In her statement, Constand, who was working as an operations manager for Temple University’s women’s basketball team at the time, said she went to Cosby’s home one evening in early 2004 to ask his advice about her career.
She told him she felt “drained.” He allegedly gave her three pills and wine, saying, “The blue things will take the edge off.” Constand said Cosby positioned himself behind her on the sofa and molested her while she felt paralyzed and unable to move.
She awoke at 4 a.m. and found her sweater bunched up and her bra undone. Cosby, in a robe, gave her a muffin, said “all right,” and opened the door for her to leave, she told police at the time.
It was not until a year later that Constand reported the alleged assault to Cheltenham police.
After her complaint, Cosby offered to pay her way through graduate school, according to a statement he gave Cheltenham police in 2005 that was introduced at the hearing.
“I knew she was interested in graduate school,” he told detectives who had come to New York to interview him about Constand’s allegations. His offer was contingent, he said, upon her keeping a 3.0 GPA.
The offer to pay for her schooling came after Constand’s mother called him to confront him about the alleged assault.
“I recognized her antagonism and told her to put Andrea on the phone because I was startled by her tone,” Cosby said.
Cosby’s decade-old statement was read into the record by John Norris, chief of the Cheltenham Police Department, who was present during the interview 11 years ago.
In it, Cosby described his sexual encounter with Constand in details that often overlapped with her version of events. Both recalled that he gave her pills and wine. Both said they never had intercourse but that aggressive petting occurred.
Yet, their accounts differed on one key point: Cosby said their liaison was consensual. Constand never told him to stop or pushed him away, he said.
“We began to pet — touching, kissing with clothes on,” he said. “I never intended to have sexual intercourse like naked bodies with Andrea. We were petting and I enjoyed it.”
Asked whether he had ever had sexual intercourse with Constand, Cosby told police: “Never asleep or awake.”
But, according to the statement, Cosby said he had other romantic encounters with Constand prior to the night of the alleged assault. He always initiated, he said, but Andrea was always a willing participant.
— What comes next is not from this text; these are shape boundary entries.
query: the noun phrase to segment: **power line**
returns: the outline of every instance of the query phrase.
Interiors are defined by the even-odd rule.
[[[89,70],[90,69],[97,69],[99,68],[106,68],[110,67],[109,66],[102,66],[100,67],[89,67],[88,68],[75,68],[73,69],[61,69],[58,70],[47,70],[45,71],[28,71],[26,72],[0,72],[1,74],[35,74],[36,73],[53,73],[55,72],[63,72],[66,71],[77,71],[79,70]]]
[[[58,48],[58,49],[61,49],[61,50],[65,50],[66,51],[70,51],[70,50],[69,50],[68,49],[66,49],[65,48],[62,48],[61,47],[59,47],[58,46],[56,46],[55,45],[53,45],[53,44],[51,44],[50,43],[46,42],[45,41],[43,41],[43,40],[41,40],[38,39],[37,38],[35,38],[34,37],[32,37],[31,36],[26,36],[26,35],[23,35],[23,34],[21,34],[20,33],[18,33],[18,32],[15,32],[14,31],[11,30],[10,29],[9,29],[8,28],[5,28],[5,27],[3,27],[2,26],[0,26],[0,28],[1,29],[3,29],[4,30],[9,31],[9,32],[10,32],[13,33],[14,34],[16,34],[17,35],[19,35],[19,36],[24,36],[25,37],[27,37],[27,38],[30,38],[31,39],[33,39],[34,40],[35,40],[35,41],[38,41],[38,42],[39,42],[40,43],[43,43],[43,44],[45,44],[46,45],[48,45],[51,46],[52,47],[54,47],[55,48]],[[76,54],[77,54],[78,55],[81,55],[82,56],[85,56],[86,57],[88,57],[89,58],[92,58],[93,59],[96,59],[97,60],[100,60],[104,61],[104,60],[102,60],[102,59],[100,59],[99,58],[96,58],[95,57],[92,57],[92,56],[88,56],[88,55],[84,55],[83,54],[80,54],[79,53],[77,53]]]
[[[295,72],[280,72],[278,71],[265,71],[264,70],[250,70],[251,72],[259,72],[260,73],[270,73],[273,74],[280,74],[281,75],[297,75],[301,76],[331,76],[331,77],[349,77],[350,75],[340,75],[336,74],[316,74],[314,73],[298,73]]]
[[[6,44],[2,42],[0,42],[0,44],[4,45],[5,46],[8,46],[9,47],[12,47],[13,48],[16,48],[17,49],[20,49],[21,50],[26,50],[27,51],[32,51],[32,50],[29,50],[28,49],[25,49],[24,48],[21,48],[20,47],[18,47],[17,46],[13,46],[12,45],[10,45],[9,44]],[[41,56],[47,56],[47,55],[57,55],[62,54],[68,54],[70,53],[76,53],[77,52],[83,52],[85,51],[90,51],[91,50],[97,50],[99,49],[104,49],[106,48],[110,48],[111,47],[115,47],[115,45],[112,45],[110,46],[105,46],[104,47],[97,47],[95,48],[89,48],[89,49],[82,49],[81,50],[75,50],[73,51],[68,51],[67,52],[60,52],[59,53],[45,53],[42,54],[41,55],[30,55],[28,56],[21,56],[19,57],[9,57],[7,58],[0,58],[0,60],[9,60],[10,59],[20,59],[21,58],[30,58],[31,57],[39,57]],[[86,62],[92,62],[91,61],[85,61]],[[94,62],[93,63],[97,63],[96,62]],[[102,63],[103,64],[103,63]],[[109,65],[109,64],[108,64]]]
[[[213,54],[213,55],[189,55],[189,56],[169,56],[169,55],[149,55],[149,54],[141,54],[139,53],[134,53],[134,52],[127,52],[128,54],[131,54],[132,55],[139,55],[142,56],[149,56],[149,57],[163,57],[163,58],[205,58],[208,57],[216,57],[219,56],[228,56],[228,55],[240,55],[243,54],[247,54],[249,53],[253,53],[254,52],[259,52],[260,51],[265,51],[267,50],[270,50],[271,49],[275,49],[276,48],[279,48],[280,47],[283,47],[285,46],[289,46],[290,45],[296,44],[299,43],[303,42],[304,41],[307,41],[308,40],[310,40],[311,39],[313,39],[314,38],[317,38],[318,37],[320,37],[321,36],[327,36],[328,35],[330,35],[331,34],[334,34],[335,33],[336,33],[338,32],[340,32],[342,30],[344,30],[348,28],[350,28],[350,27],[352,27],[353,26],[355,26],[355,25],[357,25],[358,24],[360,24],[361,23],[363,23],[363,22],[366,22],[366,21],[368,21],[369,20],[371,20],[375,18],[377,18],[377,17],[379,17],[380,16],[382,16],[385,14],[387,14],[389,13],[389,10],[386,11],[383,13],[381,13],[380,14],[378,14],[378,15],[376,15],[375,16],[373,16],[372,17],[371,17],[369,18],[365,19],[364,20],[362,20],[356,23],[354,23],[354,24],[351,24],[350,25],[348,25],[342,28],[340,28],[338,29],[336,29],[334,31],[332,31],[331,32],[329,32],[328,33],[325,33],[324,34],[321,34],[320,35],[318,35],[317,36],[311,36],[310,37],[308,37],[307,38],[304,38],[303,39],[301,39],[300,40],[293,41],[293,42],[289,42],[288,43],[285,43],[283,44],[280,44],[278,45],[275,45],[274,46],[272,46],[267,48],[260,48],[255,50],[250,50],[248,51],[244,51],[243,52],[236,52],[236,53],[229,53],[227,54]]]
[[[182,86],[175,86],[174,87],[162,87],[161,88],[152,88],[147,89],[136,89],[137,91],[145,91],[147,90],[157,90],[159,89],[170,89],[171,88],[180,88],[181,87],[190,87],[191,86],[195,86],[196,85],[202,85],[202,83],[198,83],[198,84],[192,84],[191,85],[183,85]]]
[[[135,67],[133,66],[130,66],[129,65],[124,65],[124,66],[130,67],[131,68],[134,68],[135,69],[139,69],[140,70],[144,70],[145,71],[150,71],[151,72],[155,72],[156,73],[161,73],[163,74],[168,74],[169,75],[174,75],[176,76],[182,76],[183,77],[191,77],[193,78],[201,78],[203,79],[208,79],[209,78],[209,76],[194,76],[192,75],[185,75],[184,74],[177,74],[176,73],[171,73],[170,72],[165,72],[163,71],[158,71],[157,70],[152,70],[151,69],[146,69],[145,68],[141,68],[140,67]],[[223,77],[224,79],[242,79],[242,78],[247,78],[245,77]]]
He described one incident early on in their relationship where he said Andrea asked him to stop. He said he did immediately.
Then-District Attorney Bruce L. Castor Jr. declined to charge Cosby after an investigation in 2005, but prosecutors re-opened the investigation last summer, after dozens of women came forward with similar allegations against Cosby and a deposition in Constand’s decade-old civil lawsuit against the comedian was released.
Cosby has been free on a $1 million bail since his arrest in December. He could face up to 10 years in prison if convicted.